Before them though came three other Reading bands. If the A&R crew had bothered to witness the entire evening they might have seen that Morning Runner weren't the best band on that night. It's another case of hype above reality.

Rebus kicked the night off with a huge metal-toed boot playing a range of Hives-style powerful garage punk.

Tight and immediately melodic guitar riffs rip through a roaringly upbeat set. Tracks such as the bittersweet Acute Pain start off slow but crescendo into rocking drums and primal singing.

Their new song about "working in London" has a rock version of drum n' bass with throbbing bass guitar, high one-tone guitar riff and chaotic drums while the singer loudly rasps: "work, sleep, work, sleep, get drunk at the weekend".

Clone A has bassist Chris singing with his clear powerful voice, showing that this is one helluva multi-talented band.

Oh, and it was Alex's birthday too so it's to his credit that he wasn't paralytic before they went on.
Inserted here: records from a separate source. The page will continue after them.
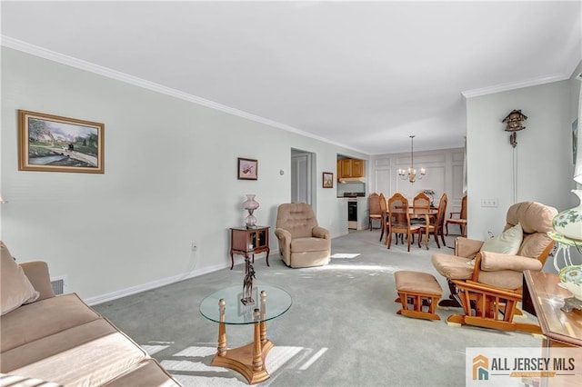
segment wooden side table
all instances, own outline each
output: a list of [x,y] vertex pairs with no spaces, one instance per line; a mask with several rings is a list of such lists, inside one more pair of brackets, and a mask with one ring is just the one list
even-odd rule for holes
[[523,308],[539,320],[547,337],[544,346],[582,346],[582,311],[563,312],[564,299],[572,294],[560,287],[557,274],[524,272]]
[[230,270],[235,266],[235,254],[244,255],[245,260],[255,254],[266,253],[266,265],[269,265],[269,227],[256,226],[255,228],[234,227],[230,229]]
His level of drunkenness soon soared however when he was given a huge bottle of champers by Jim Bowes on stage.

Indie rockers My Luminaries I have lauded in past gig reviews but disappointingly they were lacklustre tonight.

Their last gig before taking a month off to record, songs usually played with animated vigour were performed with a mellow apathy, making their set nothing remarkable and certainly nothing special to a first-time viewer.

Songs such as the usually vitriolic Transmitter and attitude-dripping Gigolo lacked fervour and sounded percolated through a muggy fuzz.

The radio-friendly Man Without His Phone raised their performance up a few notches and is a hit in the making - but otherwise the passion just wasn't there.

If you like pre-1995 Verve and the dramatic instrumentals of Mogwai then you'll love Polar Remote with their moody come-down music.

You'll either be mesmerised by the gothic shimmering guitars, droning Hammond organ/Moog synth and intense singing, or be uninspired and head for the bar.

This band, who have also enjoyed media hype, certainly have it in them to become spectacular with dark voluminous opuses such as Speechless and Don't Hang Up.

But it's an acquired taste and evidently not one most of the crowd had. And it's true that the singer sounds like James Walsh of Starsailor.

Then the moment had come for indie popsters Morning Runner, and the hype had driven a large audience towards the front of the stage.

But while the Faith & Hope-signed band delivered a tight set of rolling rock, feel-good melodies and punchy rhythms, there was no sense of them towering above the others with their amazing talent. Rather, I thought Rebus were far better.

The most distinctive element to Morning Runner's sound was singer Matt's raspy high voice.

Slower and quieter songs such as Burning Benches, about breaking up with girlfriends, were beatific but almost drowned out by the loud audience chatter.

Don't Fall Down delivered rich lolling melodies behind bolshy two-beat drums but again their sound I don't think was worthy of the A&R scrum.

Good luck to the band, which I do think are talented, but the indie charts are full of bands that all just sound the same. Isn't it about time we were more discerning?